Im fernen Ibbenbüren holten die Mannen um Trainer Goerlich erneut einen Punkt. Im Tie-Break verspielte man zwar wieder eine kleine Führung, kann mit dem Punkt allerdings mehr als zufrieden sein.

Nach einem verschlafenen ersten Satz, den man mit 22:25 abgeben musste, war die Mannschaft endlich wach und stemmte sich gegen die eklige Stimmung der Tecklenburger Fans. Das monotone „bumm bumm bumm“ der Trommler konnte man zusehends für sich nutzen und mit ordentlich Bums auch auf dem Feld punkten. Die Tecklenburger schienen sich etwas zu sehr auf den ersten gewonnenen Satz auszuruhen und reagierten zu spät. Mit 25: 21 ging der Satz an die Gäste. Im dritten Satz legten die Tebus los wie die Feuerwehr. Mit starken Aufschlägen und einer guten Block-/Feldabwehr brachten sie die Hürther teilweise zum verzweifeln und erkämpften sich einen beachtlichen Puffer. Goerlich reagierte und wechselte im Zuspiel und im Angriff. Stück für Stück kämpfte Hürth sich auf einmal wieder ran und ehe man sich versah gab es Satzbälle auf Seiten der Gäste.

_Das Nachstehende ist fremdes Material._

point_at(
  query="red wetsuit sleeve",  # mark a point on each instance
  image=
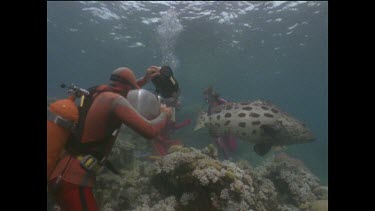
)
(130, 117)
(141, 82)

Das diese einfach nicht genutzt wurden ist wohl das größte Ärgernis des Spiels, denn mit 27:25 entschied am Ende doch Tecklenburg diesen umkämpften Satz für sich. Enttäuscht war allerdings niemand, im Gegenteil. Hürth nutze den Schwung einer solch starken Aufholjagd und machte im 4. Satz genau so weiter – Sehr zum Leidwesen der Hausherren. Mit einem völlig ungefährdeten 25:21 zwang man den Gegner erneut in den Tie-Break. In dem entscheidenden Durchgang wiederholte sich das Bild aus den vergangenen Tie-Breaks. Schnelle Führung zum Satzbeginn, Führung beim Seitenwechsel, Einbruch kurz vor Schluss. Mit 15:11 ging der Durchgang und somit das Spiel an Tecklenburg. Dennoch dauerte die Enttäuschung der Gäste aus Hürth nicht sehr lange, war Tecklenburg doch trotz Interimszuspielern auf dem Papier immer noch ein Zweitligaabsteiger und hatte man in der Rückrunde noch nie eine 0-Punkte Pleite erlebt. Besonders gegen das schwierige Publikum und einen Hallensprecher, der in Tecklenburg wohl den 1. Schiedsrichter ersetzen darf und eine bewundernswerte Gratwanderung zwischen Fairness und Unsportlichkeit betreibt, kann sich diese Leistung sehen lassen.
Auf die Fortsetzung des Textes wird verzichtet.